Looking at our table alone, the most interesting results are the coefficients on Hits
and HmRun
. There are several notable things about these results:
- The magnitude of impact that
Hits
has on salary decreases as players' salaries move from the 10% quantile to those in the 90% quantile. Hits
is less statistically significant for the 90% quantile than lower quantiles.HmRun
is only statistically significant for the 75% and 90% quantiles.
This suggests that players with the highest salaries aren't necessarily paid to just hit balls but rather to hit home runs.
Confidence intervals
This paints a nice picture. However, it is inappropriate to make any conclusions without first considering how statistically significant these differences are (Leeds, 2014).
The graph above provides a visualization of the difference in coefficients across the quantiles with the bootstrapped confidence intervals.

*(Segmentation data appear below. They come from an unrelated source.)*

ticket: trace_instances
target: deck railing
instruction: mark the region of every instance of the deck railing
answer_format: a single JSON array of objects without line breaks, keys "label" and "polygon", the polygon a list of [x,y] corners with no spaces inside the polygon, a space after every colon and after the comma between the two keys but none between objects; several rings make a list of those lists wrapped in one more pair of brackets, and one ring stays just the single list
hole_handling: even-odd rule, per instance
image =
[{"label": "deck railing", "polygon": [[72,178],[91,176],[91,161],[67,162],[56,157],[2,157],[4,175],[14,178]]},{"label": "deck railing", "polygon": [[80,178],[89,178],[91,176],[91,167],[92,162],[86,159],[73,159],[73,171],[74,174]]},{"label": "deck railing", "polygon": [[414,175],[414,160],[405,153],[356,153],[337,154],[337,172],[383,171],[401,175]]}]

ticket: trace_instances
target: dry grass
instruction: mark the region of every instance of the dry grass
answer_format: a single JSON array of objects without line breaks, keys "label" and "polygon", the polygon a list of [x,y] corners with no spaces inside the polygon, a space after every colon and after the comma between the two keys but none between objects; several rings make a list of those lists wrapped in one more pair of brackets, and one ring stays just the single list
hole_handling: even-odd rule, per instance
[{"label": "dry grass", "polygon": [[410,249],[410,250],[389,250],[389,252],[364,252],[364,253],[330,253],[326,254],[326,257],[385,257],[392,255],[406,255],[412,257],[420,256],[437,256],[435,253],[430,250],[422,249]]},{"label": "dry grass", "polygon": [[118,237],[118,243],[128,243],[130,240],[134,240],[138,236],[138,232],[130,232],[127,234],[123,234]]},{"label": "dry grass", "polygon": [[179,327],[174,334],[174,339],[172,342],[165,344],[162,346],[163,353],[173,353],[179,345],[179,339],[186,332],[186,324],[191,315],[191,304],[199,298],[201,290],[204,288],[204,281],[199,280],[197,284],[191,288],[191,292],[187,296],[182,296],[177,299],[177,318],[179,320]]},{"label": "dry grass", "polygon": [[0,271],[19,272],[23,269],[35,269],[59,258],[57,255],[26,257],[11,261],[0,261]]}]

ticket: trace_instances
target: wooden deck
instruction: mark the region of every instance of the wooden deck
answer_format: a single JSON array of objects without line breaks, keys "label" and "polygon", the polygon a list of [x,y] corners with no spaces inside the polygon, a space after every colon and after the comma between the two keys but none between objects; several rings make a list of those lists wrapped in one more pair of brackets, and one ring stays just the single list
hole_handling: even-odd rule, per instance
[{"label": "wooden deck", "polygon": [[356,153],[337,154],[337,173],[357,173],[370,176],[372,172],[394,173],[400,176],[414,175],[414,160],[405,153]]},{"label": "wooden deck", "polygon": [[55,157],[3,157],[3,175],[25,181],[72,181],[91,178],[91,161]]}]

It also includes the OLS estimates, which are constant across all quantiles, and their confidence intervals.
From this graph, we can see that OLS coefficients fall within the confidence intervals of the quantile regression coefficients. This implies that our quantile regression results are not statistically different from the OLS results.
Conclusions
Today we've learned the basics of quantile regression and seen an application to Major League Baseball Salary data. After today you should have a better understanding of:
- The intuition of quantile regression.
- How to estimate a quantile regression model in GAUSS.
- How to interpret the results from quantile regression estimates.
Code and data from this blog can be found here.
References
Leeds, M. 2014, “Quantile Regression for Sports Economics,” International journal of sport finance, 9, 346-359.